届けられた6枚の写真




題名:届けられた6枚の写真
原題:In The Lake of The Moon (1988)
作者:David L. Lindsey
訳者:山本光伸
発行:新潮文庫 1996.3.1 初版
価格:\720



 翻訳の順番がめちゃくちゃなのが本当に残念。『悪魔が目をとじるまで』以外の本書を含む5作がどれも、スチュアート・ヘイドンという特異な刑事のシリーズのものでありながら、そのヘイドンの物語をないがしろにされたこのシリーズのランダムな邦訳ぶりは、熱烈な読者としては本当に残念でならないのだ。

 というわけでこの作品は、『拷問と暗殺』に継ぐハズだった。昨年翻訳され衝撃を与えた『狂気の果て』に先んずるはずだった。この辺りシリーズ中でもかなり重要な時期に値するのだが、邦訳はこのような順序となってしまった。

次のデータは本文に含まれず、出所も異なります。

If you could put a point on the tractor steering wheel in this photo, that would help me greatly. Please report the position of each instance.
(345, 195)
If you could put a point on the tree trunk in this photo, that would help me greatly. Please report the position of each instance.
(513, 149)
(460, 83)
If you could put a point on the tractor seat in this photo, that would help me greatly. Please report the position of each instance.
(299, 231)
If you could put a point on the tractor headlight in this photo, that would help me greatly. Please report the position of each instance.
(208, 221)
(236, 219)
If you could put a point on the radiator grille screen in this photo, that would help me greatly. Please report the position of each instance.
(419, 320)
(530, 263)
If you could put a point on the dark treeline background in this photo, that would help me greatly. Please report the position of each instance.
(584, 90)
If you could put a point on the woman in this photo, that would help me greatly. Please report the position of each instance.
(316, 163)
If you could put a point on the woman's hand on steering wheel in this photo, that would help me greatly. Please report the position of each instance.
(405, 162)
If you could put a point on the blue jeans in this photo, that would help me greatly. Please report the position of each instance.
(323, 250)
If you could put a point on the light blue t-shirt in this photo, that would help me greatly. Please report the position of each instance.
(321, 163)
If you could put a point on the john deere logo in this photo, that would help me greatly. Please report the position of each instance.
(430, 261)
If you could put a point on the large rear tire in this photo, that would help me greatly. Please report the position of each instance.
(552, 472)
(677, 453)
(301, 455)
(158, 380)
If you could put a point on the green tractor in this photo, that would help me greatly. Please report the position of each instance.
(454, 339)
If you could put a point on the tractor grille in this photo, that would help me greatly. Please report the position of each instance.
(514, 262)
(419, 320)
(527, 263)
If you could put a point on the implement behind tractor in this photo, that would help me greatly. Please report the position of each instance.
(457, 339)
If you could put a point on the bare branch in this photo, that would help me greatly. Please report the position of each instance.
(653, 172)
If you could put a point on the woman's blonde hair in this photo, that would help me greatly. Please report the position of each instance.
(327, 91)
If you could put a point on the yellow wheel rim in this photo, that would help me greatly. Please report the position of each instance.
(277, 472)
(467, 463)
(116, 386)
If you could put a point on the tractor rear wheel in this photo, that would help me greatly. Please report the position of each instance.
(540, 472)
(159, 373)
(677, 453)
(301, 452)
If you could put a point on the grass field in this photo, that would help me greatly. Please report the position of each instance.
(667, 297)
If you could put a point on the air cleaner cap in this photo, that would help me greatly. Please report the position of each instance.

 もっともこうした順序を無視しても、シリーズを感じさせない、それぞれ独立した物語として十分に貫禄のある作品群と言えるのがリンジーの世界なのだとも言えよう。

 時にエンターテインメントと言うより、ドストエフスキー辺りの純文学を読んでいるのではないかと錯覚させるほどに精緻な筆力は、この作家が英文学を専門に学んできたという背景と無縁ではないと思う。凝りに凝った文体と構成、凝りに凝った人物描写、国や町の描写。だからこそ確かな物語がこの上を疾走する。

 重く味わい深い小説なんだが、毎回手を替え品を替え、読者を引きずり込むこのシリーズ。今回は、ヘイドンという個人にとことん関わってくる事件とうことで、サイコパスと言えるであろう犯罪者を相手取りながらも、興味の尽きないストーリー展開になっている。ヘイドンという刑事に興味を持てる人には、シリーズ中でもかなり重要な作品であろう。『狂気の果て』はその一途さで魅了したが、この作品は同じくヒューストンを離れ、メキシコという中米の異郷を舞台としながらも、あくまでヘイドンに強く強く関わってくるところで、ぼくを惹きつけた。

 邦訳の順序を呪いながらも、こういう作家が未だに文庫でどんどん読めるという状況は、ぼくに脅威と幸運とを痛切に感じさせてくれるものなのである。